Anti-Abortion Legislation : Trader Joe’s Cage-Free Eggs
Before 2016 ended, Ohio governor John Kasich vetoed his state’s proposed “heartbeat” bill, which would prohibit abortions after about six weeks’ gestation, sooner than many women even realize they’re pregnant. Stop celebrating. It was only because he knew it wouldn’t fly–and was cool holding on to the current 20-week (no exceptions for rape or incest!), anti-woman, anti-Roe v. Wade agenda currently in place. For now. That vacant Supreme Court justice seat means it’s not over by a long shot, and 2017 will be hell for female reproductive systems.
On the flip side, the Trader Joe’s website tells us this: “In 2005, in response to valuable customer feedback, we made a change to have all Trader Joe’s brand eggs come only from cage-free hens.” Trader Joe’s made improving the quality of life for their female hens and their reproductive systems a priority 12 years ago.

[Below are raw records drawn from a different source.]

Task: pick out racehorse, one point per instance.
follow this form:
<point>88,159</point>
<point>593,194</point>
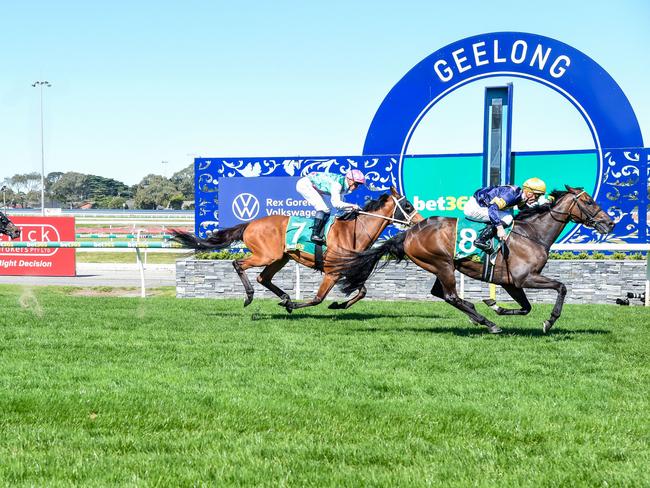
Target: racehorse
<point>265,237</point>
<point>430,244</point>
<point>8,227</point>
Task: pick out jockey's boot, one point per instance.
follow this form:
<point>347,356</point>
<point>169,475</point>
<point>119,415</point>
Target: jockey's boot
<point>482,242</point>
<point>319,227</point>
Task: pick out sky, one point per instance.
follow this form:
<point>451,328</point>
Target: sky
<point>139,83</point>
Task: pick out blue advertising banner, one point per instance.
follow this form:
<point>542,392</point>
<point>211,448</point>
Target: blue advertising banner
<point>246,199</point>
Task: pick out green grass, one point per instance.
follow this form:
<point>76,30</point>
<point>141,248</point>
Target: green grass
<point>99,391</point>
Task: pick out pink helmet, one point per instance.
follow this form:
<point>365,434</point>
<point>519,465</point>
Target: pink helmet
<point>356,175</point>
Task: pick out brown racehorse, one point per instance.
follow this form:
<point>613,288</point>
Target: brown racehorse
<point>8,227</point>
<point>265,238</point>
<point>430,245</point>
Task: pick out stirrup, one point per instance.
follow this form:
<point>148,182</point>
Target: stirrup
<point>316,239</point>
<point>485,247</point>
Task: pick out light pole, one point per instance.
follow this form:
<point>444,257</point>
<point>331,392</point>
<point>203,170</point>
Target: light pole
<point>40,85</point>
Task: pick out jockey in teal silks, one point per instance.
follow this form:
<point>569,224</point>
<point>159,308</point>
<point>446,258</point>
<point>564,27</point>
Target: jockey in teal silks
<point>494,205</point>
<point>314,185</point>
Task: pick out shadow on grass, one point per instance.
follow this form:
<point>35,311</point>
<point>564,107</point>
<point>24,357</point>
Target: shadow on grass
<point>478,330</point>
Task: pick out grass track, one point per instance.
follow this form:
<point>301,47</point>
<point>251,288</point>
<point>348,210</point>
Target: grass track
<point>98,391</point>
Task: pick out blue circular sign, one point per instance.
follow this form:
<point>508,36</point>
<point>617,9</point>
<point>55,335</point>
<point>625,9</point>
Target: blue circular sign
<point>577,77</point>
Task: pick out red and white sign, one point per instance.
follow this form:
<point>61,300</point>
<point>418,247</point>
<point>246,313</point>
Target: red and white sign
<point>42,261</point>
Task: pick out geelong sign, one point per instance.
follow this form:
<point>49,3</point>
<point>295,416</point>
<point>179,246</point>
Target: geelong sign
<point>577,77</point>
<point>40,261</point>
<point>245,199</point>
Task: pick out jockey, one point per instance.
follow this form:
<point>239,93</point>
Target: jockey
<point>494,205</point>
<point>314,185</point>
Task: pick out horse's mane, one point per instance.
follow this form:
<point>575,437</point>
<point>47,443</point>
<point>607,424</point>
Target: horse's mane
<point>376,204</point>
<point>539,209</point>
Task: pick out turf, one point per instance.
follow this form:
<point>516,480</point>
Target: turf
<point>98,391</point>
<point>128,257</point>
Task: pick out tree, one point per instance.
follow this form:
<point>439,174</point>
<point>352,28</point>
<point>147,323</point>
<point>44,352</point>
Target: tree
<point>184,182</point>
<point>70,188</point>
<point>154,191</point>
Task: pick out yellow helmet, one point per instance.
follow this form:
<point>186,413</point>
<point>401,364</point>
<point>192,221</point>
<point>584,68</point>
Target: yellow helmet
<point>535,185</point>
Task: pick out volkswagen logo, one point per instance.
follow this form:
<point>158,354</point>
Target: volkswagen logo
<point>245,206</point>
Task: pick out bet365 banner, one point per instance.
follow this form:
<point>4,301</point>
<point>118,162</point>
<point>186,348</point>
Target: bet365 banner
<point>40,261</point>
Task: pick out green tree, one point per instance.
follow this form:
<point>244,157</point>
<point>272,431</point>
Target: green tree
<point>71,188</point>
<point>184,182</point>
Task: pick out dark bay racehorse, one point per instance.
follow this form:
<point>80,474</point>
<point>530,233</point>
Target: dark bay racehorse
<point>265,237</point>
<point>8,227</point>
<point>430,245</point>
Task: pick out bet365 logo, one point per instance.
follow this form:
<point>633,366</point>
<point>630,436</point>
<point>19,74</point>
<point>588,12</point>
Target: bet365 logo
<point>440,203</point>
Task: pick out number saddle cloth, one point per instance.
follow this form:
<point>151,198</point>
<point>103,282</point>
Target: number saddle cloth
<point>298,237</point>
<point>466,233</point>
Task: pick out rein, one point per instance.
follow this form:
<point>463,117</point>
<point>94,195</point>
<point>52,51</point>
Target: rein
<point>392,219</point>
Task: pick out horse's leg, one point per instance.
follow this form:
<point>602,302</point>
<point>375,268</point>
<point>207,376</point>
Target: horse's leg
<point>539,281</point>
<point>347,304</point>
<point>329,280</point>
<point>265,277</point>
<point>241,265</point>
<point>518,295</point>
<point>445,288</point>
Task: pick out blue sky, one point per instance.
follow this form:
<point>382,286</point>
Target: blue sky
<point>138,83</point>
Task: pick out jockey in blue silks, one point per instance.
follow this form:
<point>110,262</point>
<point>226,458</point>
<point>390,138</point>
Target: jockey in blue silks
<point>313,185</point>
<point>495,204</point>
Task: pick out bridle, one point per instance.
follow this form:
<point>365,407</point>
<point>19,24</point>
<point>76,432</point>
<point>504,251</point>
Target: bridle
<point>589,221</point>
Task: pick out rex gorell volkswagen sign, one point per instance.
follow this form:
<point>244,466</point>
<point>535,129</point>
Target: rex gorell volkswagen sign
<point>245,207</point>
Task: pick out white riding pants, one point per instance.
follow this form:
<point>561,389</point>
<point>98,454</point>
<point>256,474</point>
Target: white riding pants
<point>309,193</point>
<point>476,212</point>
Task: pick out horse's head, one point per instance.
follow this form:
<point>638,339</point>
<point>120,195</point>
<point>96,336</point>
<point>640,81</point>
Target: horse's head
<point>582,209</point>
<point>8,227</point>
<point>404,210</point>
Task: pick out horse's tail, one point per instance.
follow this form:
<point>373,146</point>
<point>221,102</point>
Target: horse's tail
<point>355,271</point>
<point>218,240</point>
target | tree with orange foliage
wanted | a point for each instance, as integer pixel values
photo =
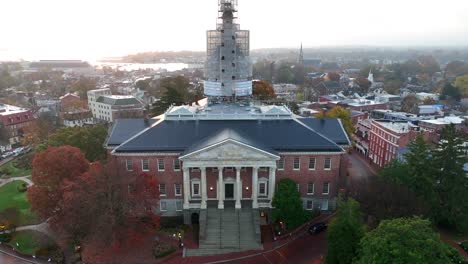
(263, 90)
(89, 204)
(50, 168)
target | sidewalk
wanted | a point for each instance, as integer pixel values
(269, 247)
(7, 255)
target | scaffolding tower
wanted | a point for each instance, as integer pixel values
(228, 69)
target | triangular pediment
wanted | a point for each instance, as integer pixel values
(229, 150)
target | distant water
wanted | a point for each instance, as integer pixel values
(171, 67)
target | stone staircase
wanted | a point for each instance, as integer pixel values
(227, 231)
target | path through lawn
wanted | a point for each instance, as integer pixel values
(10, 197)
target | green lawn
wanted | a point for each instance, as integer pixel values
(28, 242)
(11, 198)
(9, 170)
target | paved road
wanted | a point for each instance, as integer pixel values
(8, 256)
(360, 168)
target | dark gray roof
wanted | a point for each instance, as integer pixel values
(329, 127)
(118, 101)
(278, 135)
(223, 135)
(124, 129)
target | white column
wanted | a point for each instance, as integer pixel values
(186, 188)
(272, 182)
(220, 188)
(203, 186)
(255, 187)
(239, 188)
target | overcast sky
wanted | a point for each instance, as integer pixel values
(86, 29)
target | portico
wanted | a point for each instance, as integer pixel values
(228, 170)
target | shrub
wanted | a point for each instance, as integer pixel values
(23, 187)
(24, 162)
(5, 237)
(5, 170)
(162, 250)
(464, 245)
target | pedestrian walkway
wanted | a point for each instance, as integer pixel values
(23, 178)
(227, 230)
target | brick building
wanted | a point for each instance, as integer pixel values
(387, 137)
(71, 102)
(218, 162)
(15, 123)
(234, 161)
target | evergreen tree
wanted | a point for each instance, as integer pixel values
(287, 205)
(451, 180)
(403, 240)
(345, 232)
(420, 169)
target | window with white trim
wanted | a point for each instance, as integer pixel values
(310, 188)
(162, 206)
(176, 164)
(312, 164)
(281, 164)
(179, 206)
(262, 189)
(160, 164)
(296, 163)
(129, 164)
(162, 189)
(145, 165)
(326, 188)
(178, 189)
(196, 188)
(131, 188)
(327, 165)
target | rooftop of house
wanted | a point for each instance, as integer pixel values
(226, 111)
(11, 109)
(396, 126)
(360, 102)
(118, 100)
(446, 120)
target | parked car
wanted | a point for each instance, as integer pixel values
(317, 228)
(7, 155)
(18, 151)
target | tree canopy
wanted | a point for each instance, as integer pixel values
(89, 139)
(345, 232)
(263, 90)
(287, 205)
(462, 84)
(437, 175)
(50, 168)
(403, 240)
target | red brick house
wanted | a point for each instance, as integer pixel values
(14, 123)
(203, 161)
(387, 137)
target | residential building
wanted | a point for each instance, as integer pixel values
(78, 118)
(387, 137)
(435, 126)
(14, 123)
(70, 102)
(218, 162)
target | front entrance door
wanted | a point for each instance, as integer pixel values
(229, 191)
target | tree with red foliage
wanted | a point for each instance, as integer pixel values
(50, 169)
(333, 76)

Coincidentally, 2005 was also the year the “grab ‘em by the pussy” tape was filmed.
Russian Hacking : Steamed & Peeled Beets
Beets straight from the earth (at the farmers market) are the big, leafy, hairy balls of the vegetable section. Some would call them the most important vegetable in the world, nutritiously speaking. But–when they’re stripped and boiled and shrink wrapped, as they exist in the Trader Joe’s salad fixin’ section, the once-mighty beet is reduced to a tiny, unassuming thing. Next to that punchline of a veggie, kale. America used to be beets. Now we’re pretty much guaranteed to be pureed into Trader Иосиф’s Borscht.
Milo Yiannopoulos’s Book Deal : Charles Shaw Merlot
A fancy name can’t hide the fact that you’re cheap, bitter…and you make people with good taste want to vomit after dealing with you for more than two sips. Or 140 characters.
Donald Trump’s Presidency : 1000 Day Gouda
Trump takes office at noon Eastern Standard Time on January 20th. Should his term last four years, that means he will turn over the job to his successor at noon on January 20th, 2021. That’s 1461 days of being your (or not your) president.
Now, there’s a few ways you could do this, cheese-wise. You could get two 1000 Day Goudas and have about half left over at the end, or just get one Gouda, plus four of the Trader Joe’s Raw Milk Aged Cheddar, which only ripens for 120 days and will get you closer to the accurate total. To put that in perspective, only 117 days will have passed from the day of the first Trump/Clinton debate (“I have a winning temperament”) until his swearing in to the highest office in the land. Also, you’d need 30,000 1000 Day Goudas if you wanted to represent one day of aged Dutch cheese for each popular vote Hillary Clinton won by.
Any way you slice it, it’s really hard to swallow.